In Occasione del Festival del pensiero emergente da venerdì 17 settembre 2010 dalle ore 21:00 Porta Capuana sara’ chiusa da una installazione di 112 mq dal titolo: “Le porte chiuse dalla camorra” di Rosaria Iazzetta a cura di Stefania Russo. E’ questo l’intento dell’artista Rosaria Iazzetta, che prima a Scampia, poi ad Ercolano e Pompei e oggi a Porta Capuana, si schiera incondizionatamente dalla parte di quelli che non vogliono più negare la verità alla propria coscienza, e una volta per tutte passare dalla consapevolezza all’azione.
Se una volta (nel 1484) Porta Capuana era l’accesso alla città venendo da Capua e non solo, e le sue torri che l’ abbracciano indicavano la virtù una e l’onore l’altra, oggi questi valori sembrano essere stati soppiantati dal sopruso sotto ogni sua forma.
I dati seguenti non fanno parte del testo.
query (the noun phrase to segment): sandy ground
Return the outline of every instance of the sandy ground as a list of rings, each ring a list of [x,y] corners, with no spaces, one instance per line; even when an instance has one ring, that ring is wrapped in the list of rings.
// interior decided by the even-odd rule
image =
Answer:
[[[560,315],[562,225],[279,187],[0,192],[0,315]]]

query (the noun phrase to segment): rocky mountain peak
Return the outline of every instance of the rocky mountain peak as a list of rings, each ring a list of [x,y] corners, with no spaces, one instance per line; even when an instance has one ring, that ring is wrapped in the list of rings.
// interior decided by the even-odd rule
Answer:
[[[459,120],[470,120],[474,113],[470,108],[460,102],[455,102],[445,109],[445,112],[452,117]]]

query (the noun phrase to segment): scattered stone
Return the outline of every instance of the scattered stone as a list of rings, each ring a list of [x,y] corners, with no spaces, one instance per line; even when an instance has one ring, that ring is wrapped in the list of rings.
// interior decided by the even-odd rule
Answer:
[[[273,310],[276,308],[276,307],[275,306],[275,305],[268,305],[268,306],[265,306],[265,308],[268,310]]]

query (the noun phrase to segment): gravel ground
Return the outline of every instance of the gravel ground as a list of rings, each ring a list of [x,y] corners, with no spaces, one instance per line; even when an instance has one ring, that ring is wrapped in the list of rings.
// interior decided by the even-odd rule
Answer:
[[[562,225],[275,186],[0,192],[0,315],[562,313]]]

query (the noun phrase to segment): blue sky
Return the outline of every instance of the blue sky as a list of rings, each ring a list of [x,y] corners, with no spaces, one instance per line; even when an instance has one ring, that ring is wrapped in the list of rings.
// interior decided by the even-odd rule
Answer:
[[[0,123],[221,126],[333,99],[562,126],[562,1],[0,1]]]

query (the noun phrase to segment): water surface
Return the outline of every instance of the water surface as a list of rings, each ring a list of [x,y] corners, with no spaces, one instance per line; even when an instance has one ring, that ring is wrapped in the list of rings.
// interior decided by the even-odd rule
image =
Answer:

E’ così che simbolicamente e temporaneamente, chiudendo ” la Porta”, si ricomincia a riflettere ogni qual volta che la si attraversi dai piccoli interstizi che il banner rimarrà liberi;
Uno scatto fotografico inedito occluderà tutta l’ ampiezza della memoria storica, al fine di ricordarci il buono che dentro abbiamo, e che per troppo tempo per colpa di abitudini sbagliate come la mala-tolleranza, lo abbiamo indirizzato alla resa e al malessere senza lasciarci mai la possibilità di riscatto, nel nome dell’amore. S. R.